A2A (Agent-to-Agent) is Google's proposed standard for inter-agent communication. Function calling works for single-model tool use, but breaks down when you need agent-to-agent delegation. With A2A, each agent publishes an Agent Card (JSON schema describing capabilities), and agents discover and negotiate with each other via JSON-RPC 2.0. SSE streaming gives real-time progress updates. It's a proper multi-agent protocol vs. bolting tools onto a single LLM.
Q: How do you handle security? Agents have access to my Gmail?
Each agent integration uses standard OAuth 2.0 with minimal scopes. You explicitly grant permissions per service. Agent actions are logged and auditable. We don't store email content — the GmailAgent uses the Gmail API directly with your token. Enterprise tier supports on-premise deployment for full data control. We're also working on granular permission policies (e.g., "can read but not delete emails").

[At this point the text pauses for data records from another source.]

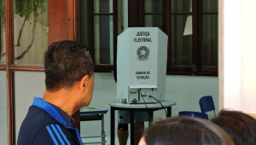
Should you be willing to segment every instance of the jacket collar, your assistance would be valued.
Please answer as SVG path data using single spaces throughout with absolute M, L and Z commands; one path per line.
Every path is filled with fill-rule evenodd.
M 56 119 L 60 123 L 63 124 L 65 126 L 69 126 L 69 125 L 67 124 L 67 122 L 62 118 L 62 116 L 58 113 L 58 111 L 52 105 L 50 105 L 49 102 L 45 102 L 42 98 L 34 97 L 32 105 L 46 111 L 50 116 L 52 116 L 55 119 Z

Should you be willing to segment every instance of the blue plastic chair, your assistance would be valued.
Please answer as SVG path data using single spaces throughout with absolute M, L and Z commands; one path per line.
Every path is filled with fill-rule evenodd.
M 194 112 L 194 111 L 181 111 L 178 113 L 178 116 L 195 116 L 195 117 L 208 119 L 208 115 L 207 113 Z
M 201 111 L 202 113 L 207 113 L 209 111 L 213 111 L 214 117 L 216 117 L 215 107 L 214 107 L 212 96 L 206 96 L 201 97 L 199 100 L 199 105 L 201 107 Z

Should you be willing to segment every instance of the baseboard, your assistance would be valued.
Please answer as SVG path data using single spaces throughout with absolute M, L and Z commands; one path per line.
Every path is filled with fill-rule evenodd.
M 110 137 L 105 137 L 105 140 L 107 141 L 106 144 L 105 145 L 110 145 Z M 86 142 L 102 142 L 102 138 L 82 138 L 82 142 L 84 143 Z M 119 139 L 118 138 L 115 138 L 115 145 L 119 145 Z M 130 139 L 128 138 L 128 141 L 127 141 L 127 144 L 131 144 L 131 141 Z M 84 144 L 84 145 L 102 145 L 102 144 Z

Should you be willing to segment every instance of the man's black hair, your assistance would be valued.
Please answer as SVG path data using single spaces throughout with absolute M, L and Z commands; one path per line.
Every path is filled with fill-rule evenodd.
M 68 89 L 94 72 L 94 66 L 86 46 L 73 41 L 53 43 L 44 53 L 46 90 Z

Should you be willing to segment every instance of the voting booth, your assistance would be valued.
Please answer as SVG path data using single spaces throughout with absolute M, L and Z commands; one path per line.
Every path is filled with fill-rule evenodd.
M 130 27 L 118 36 L 117 102 L 164 101 L 167 41 L 158 27 Z

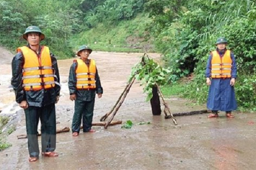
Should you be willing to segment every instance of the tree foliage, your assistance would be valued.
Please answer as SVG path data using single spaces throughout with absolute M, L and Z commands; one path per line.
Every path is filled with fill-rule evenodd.
M 217 38 L 224 36 L 237 62 L 236 94 L 240 108 L 256 110 L 255 3 L 251 0 L 147 1 L 145 8 L 154 18 L 151 29 L 157 48 L 170 67 L 170 81 L 193 73 L 193 80 L 187 84 L 183 95 L 205 102 L 206 62 L 216 48 Z
M 143 0 L 0 0 L 0 44 L 14 49 L 24 44 L 26 27 L 38 26 L 44 44 L 61 58 L 74 56 L 69 40 L 100 23 L 130 20 L 143 10 Z M 107 26 L 107 25 L 105 24 Z

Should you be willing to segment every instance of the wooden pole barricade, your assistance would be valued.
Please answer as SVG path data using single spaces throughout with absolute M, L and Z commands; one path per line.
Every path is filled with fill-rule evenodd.
M 64 132 L 68 132 L 70 131 L 70 129 L 69 127 L 64 127 L 62 129 L 57 129 L 56 133 L 60 133 Z M 41 136 L 41 132 L 38 132 L 38 136 Z M 26 139 L 27 138 L 27 135 L 20 135 L 17 136 L 17 138 L 18 139 Z
M 129 93 L 129 91 L 130 91 L 130 89 L 131 89 L 131 86 L 132 85 L 132 84 L 133 84 L 133 83 L 134 82 L 135 80 L 135 78 L 134 76 L 133 77 L 132 79 L 131 79 L 131 82 L 129 84 L 129 85 L 127 87 L 127 88 L 125 90 L 125 91 L 124 93 L 123 96 L 122 97 L 121 99 L 120 99 L 119 103 L 116 105 L 116 108 L 114 109 L 113 112 L 112 113 L 112 115 L 111 115 L 111 116 L 110 118 L 110 119 L 109 120 L 108 120 L 108 121 L 107 122 L 107 124 L 106 124 L 106 125 L 105 126 L 104 126 L 104 128 L 105 129 L 107 129 L 108 128 L 108 125 L 112 121 L 112 120 L 114 118 L 114 117 L 116 114 L 117 111 L 118 111 L 118 110 L 119 110 L 119 108 L 122 105 L 122 104 L 125 101 L 125 97 L 126 97 L 127 94 L 128 94 L 128 93 Z

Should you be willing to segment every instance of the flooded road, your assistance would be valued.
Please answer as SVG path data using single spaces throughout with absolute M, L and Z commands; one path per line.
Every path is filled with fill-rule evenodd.
M 96 99 L 93 122 L 99 122 L 101 116 L 115 104 L 126 85 L 131 67 L 139 61 L 142 54 L 92 54 L 91 58 L 96 60 L 104 91 L 101 99 Z M 157 54 L 150 54 L 155 58 L 159 57 Z M 73 60 L 58 61 L 62 88 L 61 96 L 56 105 L 57 121 L 60 122 L 57 128 L 71 126 L 74 103 L 69 99 L 67 80 Z M 10 76 L 9 72 L 6 73 L 4 77 Z M 1 76 L 4 77 L 2 73 Z M 4 86 L 9 85 L 9 82 L 3 83 Z M 142 87 L 136 82 L 114 119 L 123 122 L 131 120 L 134 123 L 131 129 L 121 129 L 121 125 L 117 125 L 110 126 L 107 130 L 93 127 L 96 133 L 81 133 L 78 137 L 72 136 L 71 132 L 58 134 L 56 151 L 59 156 L 40 156 L 39 161 L 34 163 L 28 161 L 26 139 L 17 140 L 16 137 L 26 134 L 24 116 L 21 110 L 17 129 L 9 139 L 12 146 L 0 152 L 0 169 L 255 169 L 256 115 L 235 113 L 233 119 L 223 116 L 209 119 L 205 114 L 177 117 L 178 125 L 175 126 L 171 119 L 164 119 L 163 113 L 153 116 L 150 103 L 145 99 Z M 185 100 L 168 102 L 173 113 L 205 108 L 187 105 L 188 102 Z M 151 124 L 136 125 L 140 122 Z

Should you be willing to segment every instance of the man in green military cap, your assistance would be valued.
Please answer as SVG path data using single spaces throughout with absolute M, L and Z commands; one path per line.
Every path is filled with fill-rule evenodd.
M 233 53 L 227 49 L 225 37 L 217 39 L 216 50 L 211 53 L 206 68 L 206 82 L 209 85 L 207 109 L 212 110 L 209 118 L 218 117 L 218 111 L 233 118 L 231 111 L 237 108 L 234 85 L 237 76 L 236 62 Z
M 81 119 L 84 132 L 94 132 L 91 129 L 96 94 L 100 98 L 103 93 L 95 61 L 89 59 L 93 50 L 86 45 L 77 52 L 80 59 L 75 60 L 70 67 L 68 86 L 70 99 L 75 100 L 72 135 L 79 135 Z
M 58 100 L 60 85 L 57 60 L 46 46 L 40 45 L 44 35 L 35 26 L 23 34 L 27 45 L 18 48 L 12 63 L 12 85 L 16 101 L 24 109 L 29 157 L 37 161 L 39 149 L 38 126 L 41 122 L 42 155 L 57 157 L 55 103 Z

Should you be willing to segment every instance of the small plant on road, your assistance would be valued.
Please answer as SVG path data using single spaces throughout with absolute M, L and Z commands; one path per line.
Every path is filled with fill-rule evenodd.
M 170 73 L 168 69 L 161 67 L 145 54 L 141 61 L 133 67 L 129 82 L 134 75 L 136 79 L 141 81 L 141 85 L 144 86 L 143 93 L 148 95 L 146 100 L 148 101 L 153 96 L 152 88 L 156 84 L 159 86 L 166 84 Z

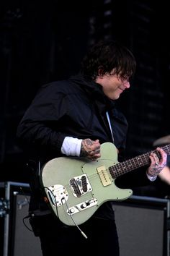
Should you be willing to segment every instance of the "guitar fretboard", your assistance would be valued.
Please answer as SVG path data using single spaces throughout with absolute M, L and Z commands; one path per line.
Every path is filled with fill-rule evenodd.
M 170 145 L 166 145 L 166 146 L 162 147 L 162 148 L 167 155 L 170 155 Z M 146 153 L 133 158 L 128 159 L 124 162 L 119 163 L 109 167 L 109 171 L 112 177 L 115 179 L 141 166 L 148 166 L 151 163 L 149 155 L 151 152 L 155 153 L 158 155 L 158 158 L 161 159 L 161 154 L 157 150 L 153 150 L 150 153 Z

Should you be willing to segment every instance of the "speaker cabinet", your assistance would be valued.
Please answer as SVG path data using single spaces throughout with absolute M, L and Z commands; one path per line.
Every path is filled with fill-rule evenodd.
M 112 203 L 120 256 L 169 256 L 169 203 L 139 196 Z
M 24 218 L 28 216 L 29 185 L 7 182 L 4 187 L 9 210 L 4 216 L 3 256 L 42 256 L 39 238 Z

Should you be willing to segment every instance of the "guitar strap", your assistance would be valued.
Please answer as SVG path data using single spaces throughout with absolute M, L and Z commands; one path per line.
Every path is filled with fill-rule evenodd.
M 113 143 L 114 143 L 115 140 L 114 140 L 114 137 L 113 137 L 113 132 L 112 132 L 112 125 L 111 125 L 111 122 L 110 122 L 110 119 L 109 119 L 109 115 L 108 111 L 106 112 L 106 115 L 107 115 L 107 121 L 108 121 L 108 123 L 109 123 L 109 129 L 110 129 L 110 132 L 111 132 L 112 141 L 113 141 Z

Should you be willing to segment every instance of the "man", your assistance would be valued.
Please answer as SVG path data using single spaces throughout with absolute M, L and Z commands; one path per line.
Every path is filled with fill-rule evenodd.
M 43 256 L 86 255 L 91 248 L 96 255 L 119 255 L 118 237 L 109 200 L 103 202 L 79 226 L 76 223 L 67 225 L 53 214 L 51 208 L 44 201 L 40 176 L 45 163 L 61 156 L 66 159 L 70 156 L 85 158 L 99 171 L 97 161 L 102 158 L 102 145 L 108 142 L 114 143 L 120 159 L 125 148 L 128 124 L 122 114 L 116 109 L 115 101 L 130 88 L 129 81 L 135 66 L 135 58 L 128 48 L 112 40 L 100 41 L 89 49 L 83 59 L 80 74 L 45 85 L 40 89 L 19 124 L 17 137 L 27 158 L 30 159 L 30 223 L 35 235 L 40 238 Z M 116 179 L 117 184 L 122 188 L 133 187 L 154 181 L 166 161 L 166 153 L 159 148 L 157 150 L 161 159 L 152 153 L 148 166 L 139 168 L 138 173 L 132 171 Z M 107 158 L 107 153 L 105 155 Z M 57 166 L 59 168 L 59 165 Z M 68 166 L 66 171 L 69 171 Z M 109 177 L 108 170 L 105 171 Z M 102 178 L 101 180 L 104 183 Z M 70 182 L 66 180 L 66 183 L 73 188 L 75 197 L 84 200 L 76 177 L 73 176 Z M 112 186 L 114 182 L 110 183 Z M 104 184 L 101 188 L 104 189 Z M 63 198 L 61 200 L 62 205 Z M 79 207 L 76 205 L 75 208 L 77 210 Z M 84 213 L 86 216 L 86 210 Z M 79 221 L 79 216 L 73 214 L 73 218 L 74 216 Z

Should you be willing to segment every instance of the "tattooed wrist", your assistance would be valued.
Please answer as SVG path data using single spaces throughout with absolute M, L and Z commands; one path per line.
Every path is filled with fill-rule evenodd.
M 91 146 L 92 142 L 90 139 L 85 139 L 82 140 L 81 145 L 80 156 L 87 156 L 90 152 L 88 147 Z

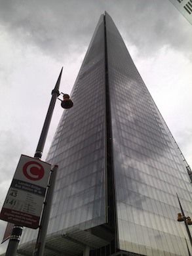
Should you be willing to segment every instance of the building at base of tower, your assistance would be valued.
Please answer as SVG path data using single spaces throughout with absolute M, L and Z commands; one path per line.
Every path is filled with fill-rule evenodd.
M 192 213 L 189 167 L 107 12 L 71 99 L 47 159 L 59 169 L 44 255 L 189 255 L 177 221 L 177 194 Z M 37 232 L 25 228 L 18 255 Z

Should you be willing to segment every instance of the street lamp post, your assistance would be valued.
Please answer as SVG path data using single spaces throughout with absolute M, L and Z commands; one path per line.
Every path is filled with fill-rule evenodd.
M 59 75 L 55 87 L 52 91 L 52 98 L 45 117 L 44 125 L 42 129 L 39 143 L 37 144 L 37 147 L 34 156 L 34 158 L 37 159 L 40 159 L 42 156 L 42 153 L 45 144 L 48 131 L 49 129 L 55 102 L 57 99 L 57 97 L 60 95 L 59 92 L 59 87 L 60 84 L 62 70 L 63 70 L 63 68 L 62 68 L 62 70 Z M 63 95 L 64 95 L 64 100 L 62 100 L 62 104 L 61 104 L 62 107 L 63 108 L 71 108 L 73 105 L 73 103 L 69 98 L 69 95 L 64 95 L 64 94 Z M 51 201 L 52 201 L 54 184 L 54 181 L 56 179 L 56 173 L 57 169 L 58 169 L 58 165 L 55 165 L 53 169 L 52 170 L 52 174 L 50 175 L 50 179 L 49 182 L 50 186 L 48 190 L 47 196 L 45 200 L 48 207 L 47 207 L 45 206 L 44 207 L 43 212 L 42 213 L 41 222 L 41 225 L 39 226 L 39 231 L 37 242 L 37 244 L 39 243 L 38 244 L 39 245 L 41 244 L 41 245 L 39 246 L 37 250 L 36 249 L 36 251 L 35 251 L 33 255 L 43 255 L 43 254 L 45 244 L 46 233 L 47 233 L 48 223 L 48 216 L 49 216 L 49 212 L 51 206 Z M 8 247 L 7 249 L 7 251 L 5 253 L 5 256 L 15 256 L 16 255 L 17 248 L 18 246 L 19 242 L 20 240 L 22 229 L 23 229 L 22 226 L 17 225 L 17 224 L 14 225 L 12 234 L 10 237 Z M 41 251 L 39 250 L 39 249 L 41 249 Z

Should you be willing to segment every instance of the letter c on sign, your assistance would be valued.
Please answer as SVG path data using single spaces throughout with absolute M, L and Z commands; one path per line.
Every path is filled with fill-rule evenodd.
M 39 181 L 43 177 L 45 171 L 40 163 L 31 161 L 24 164 L 23 172 L 29 180 Z

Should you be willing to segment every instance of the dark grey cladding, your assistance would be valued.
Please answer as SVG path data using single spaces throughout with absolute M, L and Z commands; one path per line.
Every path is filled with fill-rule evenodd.
M 192 213 L 186 167 L 107 13 L 71 98 L 73 107 L 64 112 L 47 160 L 59 165 L 47 241 L 74 228 L 88 229 L 111 245 L 116 238 L 115 251 L 187 255 L 187 234 L 176 220 L 176 193 L 186 216 Z M 22 247 L 35 237 L 26 232 Z

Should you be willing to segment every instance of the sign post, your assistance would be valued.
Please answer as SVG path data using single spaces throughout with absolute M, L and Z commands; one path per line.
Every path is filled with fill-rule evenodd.
M 37 228 L 50 164 L 22 155 L 8 191 L 0 219 L 10 223 Z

Q: How does the self-improving feedback loop work technically?
Every agent execution produces a result with metadata (success/failure, latency, user feedback if given). Every 6 hours, a meta-agent evaluates recent executions against quality targets (7/10 for Free, 9/10 for Pro). It identifies patterns — e.g., "GmailAgent fails 30% of the time on multi-recipient emails." Then it generates prompt modifications, tests them against a held-out set, and deploys if quality improves. Pro tier runs up to 5 iterations per cycle. It's essentially automated prompt engineering with a continuous evaluation harness.
Q: Why Rust + Lambda instead of Python/Node?
Cold start latency. Our P95 cold start on ARM64 Lambda with musl is under 50ms. A Python Lambda with dependencies is 500ms-2s. For agent orchestration with SSE streaming, every millisecond of overhead compounds. Rust + axum also gives us a single binary (~15MB) that runs identically on Lambda, Fly.io, and Docker. The same codebase serves both platforms.
Q: $1M/month Enterprise tier? Is that a joke?
It's a concierge tier for large organizations that want custom agent development, on-premise deployment, dedicated model instances, and SLA guarantees. Limited to 10 companies because each requires significant hands-on engineering. Think of it as "we build your custom AI workforce" rather than a SaaS subscription. The core product works on the Free and Pro tiers.
Q: When will it be open-sourced?
We're planning to open-source the core A2A protocol implementation and the agent framework. Timeline is within the next few months — we want to stabilize the API first. The hosted platform (auth, billing, managed infrastructure) will remain proprietary, similar to how Supabase open-sources the core but offers a managed service.
HNでの注意点: 過度なマーケティング表現は避ける。技術的な質問には具体的なコード例やアーキテクチャで回答する。批判的なコメントにも丁寧に対応し、「good point, we're working on that」のスタンスで。